Yes, and include commercial farming. Depending on the area, farmers are using 80%+ of the water subsidized by the taxpayer, and you're discussing parcelling out the remaining 20%. I think your idea is healthy if it is extended to the whole "externality"... and in this regard, the farmers would then have to pay residents for water rights.

However the problem is more than that, as exemplified by the los angeles problem... where water is drained from the owens valley turning it in to a desert, and taken from teh colorado river. The jurisdiction of governance for water matters as suggested in your paradigm should be every person in a drainage basin, and in this regard, the state borders create an impedence to effective water management and sharing... not event to mention mexico's legitimate claim to water from the colorado river that america thumbs its nose at.

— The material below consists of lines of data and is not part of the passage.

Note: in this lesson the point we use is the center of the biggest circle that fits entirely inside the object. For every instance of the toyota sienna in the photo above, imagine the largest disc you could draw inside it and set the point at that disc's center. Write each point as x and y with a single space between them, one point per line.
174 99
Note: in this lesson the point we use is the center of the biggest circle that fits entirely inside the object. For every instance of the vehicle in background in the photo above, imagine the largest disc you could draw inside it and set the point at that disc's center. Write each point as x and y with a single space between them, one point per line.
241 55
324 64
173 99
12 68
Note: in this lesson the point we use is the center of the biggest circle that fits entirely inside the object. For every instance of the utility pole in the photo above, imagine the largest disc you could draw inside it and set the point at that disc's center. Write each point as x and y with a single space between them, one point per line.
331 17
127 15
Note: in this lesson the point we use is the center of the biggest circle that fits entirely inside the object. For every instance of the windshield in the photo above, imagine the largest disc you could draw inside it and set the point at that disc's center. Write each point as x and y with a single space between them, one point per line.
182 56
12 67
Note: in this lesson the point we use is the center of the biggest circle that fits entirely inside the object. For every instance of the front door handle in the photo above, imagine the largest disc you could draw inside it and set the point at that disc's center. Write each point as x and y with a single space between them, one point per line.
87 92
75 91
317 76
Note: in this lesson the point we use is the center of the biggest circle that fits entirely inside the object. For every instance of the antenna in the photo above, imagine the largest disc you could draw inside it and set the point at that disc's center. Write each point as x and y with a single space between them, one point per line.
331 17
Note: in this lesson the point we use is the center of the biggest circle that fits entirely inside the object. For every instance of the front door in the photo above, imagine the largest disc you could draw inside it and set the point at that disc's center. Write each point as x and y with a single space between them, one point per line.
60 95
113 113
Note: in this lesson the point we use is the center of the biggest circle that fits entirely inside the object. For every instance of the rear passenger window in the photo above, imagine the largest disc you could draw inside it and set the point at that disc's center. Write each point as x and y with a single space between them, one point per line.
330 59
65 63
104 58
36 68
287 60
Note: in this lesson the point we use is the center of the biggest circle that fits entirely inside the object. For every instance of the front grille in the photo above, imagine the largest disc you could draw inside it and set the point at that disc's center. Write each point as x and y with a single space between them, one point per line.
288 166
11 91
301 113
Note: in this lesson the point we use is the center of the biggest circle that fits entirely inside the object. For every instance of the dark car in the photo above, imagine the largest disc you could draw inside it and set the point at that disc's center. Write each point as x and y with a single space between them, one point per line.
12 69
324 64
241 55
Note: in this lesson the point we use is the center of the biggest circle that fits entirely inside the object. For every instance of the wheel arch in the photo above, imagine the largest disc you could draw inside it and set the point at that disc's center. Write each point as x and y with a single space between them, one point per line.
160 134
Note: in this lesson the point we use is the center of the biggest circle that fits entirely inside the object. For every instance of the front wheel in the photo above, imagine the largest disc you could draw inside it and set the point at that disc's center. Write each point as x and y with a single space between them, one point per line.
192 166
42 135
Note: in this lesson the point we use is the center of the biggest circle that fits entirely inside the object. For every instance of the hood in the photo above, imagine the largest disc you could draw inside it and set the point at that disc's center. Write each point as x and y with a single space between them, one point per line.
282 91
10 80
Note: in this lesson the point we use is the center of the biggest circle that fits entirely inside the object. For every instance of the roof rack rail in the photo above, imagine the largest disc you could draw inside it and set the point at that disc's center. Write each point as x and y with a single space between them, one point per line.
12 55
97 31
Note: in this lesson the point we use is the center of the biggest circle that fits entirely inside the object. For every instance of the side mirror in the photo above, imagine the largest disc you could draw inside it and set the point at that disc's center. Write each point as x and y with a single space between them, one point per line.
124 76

In keeping with your idea, the entire water per day market should be structured like a futures exchange, and the average household should have to buy/sell on open exchange water depending on demand... and prices might skyrocket with speculators arbitraging during periods of duress, just at least the price of the commodity will actually reflect its demand and its scarcity, which the current "free market" ???? is not doing, because they are not using a free market at all, rather graft and institutional corruption.

sweetheart, Nov 03 2003

I agree with adam: charging everyone for water with a meter is the best. Market forces can also be used to control water use in times of lower availability. I believe it is Australia that instituted a simple system along these lines: the water meter in your house has three lights - green, yellow, and red. These colors correspond to low, medium and high prices for water which are updated electronically based on availability. This system is also/can also be used to encourage conservation of other resources (electricity, gas etc.) without copious regulation.

mithryll1, Nov 05 2003

This proposal is basically a complicated version of social ownership of natural resources paired with a Citizen's Dividend. This idea is the basis of Alaska's Trust Fund and has been promoted by Henry George and his intellecutal descendents. YOu may appreciate this article at Wikipedia: http://en.wikipedia.org/wiki/Georgism

I guess the complication comes from the fact that the availablity of water can change rather drastically, requiring changes in the price.

Having a market in natural resources is a nice idea, but it is rather frivolous (in the USA) when Congress already distorts every market in the country with taxes and subsidies... and the politicians aren't accountable to the public on these issues because the public is more concerned with things like abortion and war, and we only get two politicians to choose from.